Vol. 289, Issue 1, 231-235, April 1999

Relationship Between Circadian Rhythm of Vinorelbine Toxicity and Efficacy in P388-Bearing Mice¹

Elisabeth Filipski, Sophie Amat, Guy Lemaigre, Marc Vincenti, Fabienne Breillout and Francis A. Lévi

Laboratoire "Rythmes Biologiques et Chronothérapeutique," Institut du Cancer et d'Immunogénétique, Hôpital Paul Brousse, Villejuif, France (E.F., S.A., G.L., F.L.); and Pierre Fabre Oncologie, Boulogne-Billancourt, France (M.V., F.B.)
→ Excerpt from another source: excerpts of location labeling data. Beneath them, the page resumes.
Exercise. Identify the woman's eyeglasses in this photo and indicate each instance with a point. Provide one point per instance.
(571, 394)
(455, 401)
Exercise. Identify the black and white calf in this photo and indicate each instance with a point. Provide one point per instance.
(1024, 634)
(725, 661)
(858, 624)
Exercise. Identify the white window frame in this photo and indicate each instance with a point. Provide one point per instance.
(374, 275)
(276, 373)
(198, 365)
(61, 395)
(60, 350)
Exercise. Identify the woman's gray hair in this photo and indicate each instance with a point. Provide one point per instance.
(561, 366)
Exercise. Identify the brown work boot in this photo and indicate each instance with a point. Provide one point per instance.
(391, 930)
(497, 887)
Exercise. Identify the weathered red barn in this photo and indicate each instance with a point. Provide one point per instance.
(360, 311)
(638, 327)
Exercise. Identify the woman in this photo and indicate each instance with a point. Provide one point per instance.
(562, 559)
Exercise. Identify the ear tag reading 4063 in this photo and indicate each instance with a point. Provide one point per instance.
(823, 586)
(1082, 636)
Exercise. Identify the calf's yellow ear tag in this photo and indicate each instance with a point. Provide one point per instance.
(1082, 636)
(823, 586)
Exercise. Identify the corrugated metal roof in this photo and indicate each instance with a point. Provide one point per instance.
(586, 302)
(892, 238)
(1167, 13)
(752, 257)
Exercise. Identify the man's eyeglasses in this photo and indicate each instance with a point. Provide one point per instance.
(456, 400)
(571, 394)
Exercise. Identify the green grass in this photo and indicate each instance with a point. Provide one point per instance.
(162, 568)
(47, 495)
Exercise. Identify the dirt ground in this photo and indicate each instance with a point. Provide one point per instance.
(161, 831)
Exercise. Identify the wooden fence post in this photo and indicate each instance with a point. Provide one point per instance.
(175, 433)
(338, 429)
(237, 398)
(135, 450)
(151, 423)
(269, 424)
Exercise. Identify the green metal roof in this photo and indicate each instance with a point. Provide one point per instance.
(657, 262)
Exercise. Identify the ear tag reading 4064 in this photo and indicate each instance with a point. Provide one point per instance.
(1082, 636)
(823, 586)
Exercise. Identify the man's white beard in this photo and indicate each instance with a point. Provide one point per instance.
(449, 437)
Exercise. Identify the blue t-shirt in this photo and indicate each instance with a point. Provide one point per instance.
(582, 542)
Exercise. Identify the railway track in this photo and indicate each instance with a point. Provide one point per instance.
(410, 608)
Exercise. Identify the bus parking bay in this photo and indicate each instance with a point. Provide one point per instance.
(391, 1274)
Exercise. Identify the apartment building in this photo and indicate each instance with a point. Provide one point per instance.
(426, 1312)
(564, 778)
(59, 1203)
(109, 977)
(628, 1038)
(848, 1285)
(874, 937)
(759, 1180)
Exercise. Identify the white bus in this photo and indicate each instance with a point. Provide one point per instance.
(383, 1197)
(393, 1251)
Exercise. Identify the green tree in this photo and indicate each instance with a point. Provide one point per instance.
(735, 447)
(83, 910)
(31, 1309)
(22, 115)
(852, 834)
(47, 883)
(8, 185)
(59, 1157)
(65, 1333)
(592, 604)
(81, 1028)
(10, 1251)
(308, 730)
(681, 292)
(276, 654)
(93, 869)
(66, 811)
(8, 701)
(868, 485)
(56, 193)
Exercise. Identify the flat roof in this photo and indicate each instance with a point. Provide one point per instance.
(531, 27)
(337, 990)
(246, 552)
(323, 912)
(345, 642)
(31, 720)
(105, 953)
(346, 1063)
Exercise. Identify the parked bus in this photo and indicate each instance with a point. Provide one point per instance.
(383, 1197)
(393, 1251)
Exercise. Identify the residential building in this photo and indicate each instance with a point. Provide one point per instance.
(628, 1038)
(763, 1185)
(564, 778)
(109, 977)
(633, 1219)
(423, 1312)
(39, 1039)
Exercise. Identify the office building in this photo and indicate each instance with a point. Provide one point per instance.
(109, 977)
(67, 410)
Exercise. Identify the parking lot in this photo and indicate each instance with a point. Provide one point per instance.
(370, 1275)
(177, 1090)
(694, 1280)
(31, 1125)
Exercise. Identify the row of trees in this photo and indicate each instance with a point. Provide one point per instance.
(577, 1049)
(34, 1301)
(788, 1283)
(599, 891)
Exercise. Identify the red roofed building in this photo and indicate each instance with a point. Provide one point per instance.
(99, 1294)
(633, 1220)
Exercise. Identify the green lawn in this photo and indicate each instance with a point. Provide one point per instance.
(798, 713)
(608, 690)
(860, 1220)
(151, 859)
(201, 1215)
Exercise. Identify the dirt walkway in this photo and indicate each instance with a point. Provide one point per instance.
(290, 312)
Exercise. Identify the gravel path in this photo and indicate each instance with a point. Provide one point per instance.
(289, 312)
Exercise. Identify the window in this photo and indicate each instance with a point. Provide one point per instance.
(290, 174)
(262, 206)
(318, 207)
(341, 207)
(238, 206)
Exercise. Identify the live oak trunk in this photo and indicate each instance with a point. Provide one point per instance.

The relevance of chronopharmacology for improving tolerability and antitumor efficacy of the antimitotic drug vinorelbine was investigated in female B6D2F₁ mice standardized with 12 h of light and 12 h of darkness. A single i.v. vinorelbine dose (26 mg/kg) was given to 279 mice at 7, 11, 19, or 23 hours after light onset (HALO). Bone marrow necrosis and leukopenia were nearly twice as large in the mice injected at 7 HALO as compared with those treated at 19 HALO (ANOVA: p < .001 and p = 0.004, respectively). The relevance of vinorelbine dosing time for antitumor efficacy was assessed in 672 P388 leukemia-bearing mice. Vinorelbine was injected as a single dose (20, 24, 26, or 30 mg/kg) or weekly (20, 24, 26, or 28 mg/kg/injection × 3) at one of six circadian times, 4 h apart. A significant correlation between single dose and median survival time was limited to vinorelbine administration at 19 or 23 HALO. An increase in the vinorelbine weekly dose shortened median survival time in the mice treated at 7 HALO (20 mg/kg: 29 days; 24 mg/kg: 17 days; and 26 mg/kg: 6 days) but significantly improved it in those treated at 19 HALO (20 mg/kg: 28.5 days; 24 mg/kg: 32 days; and 26 mg/kg: 36 days). The study demonstrates the circadian rhythm dependence of maximum tolerated dose and the need to deliver maximum tolerated dose at the least toxic time to achieve survival improvement through chronotherapy. This may be obtained with an evening administration of vinorelbine in cancer patients.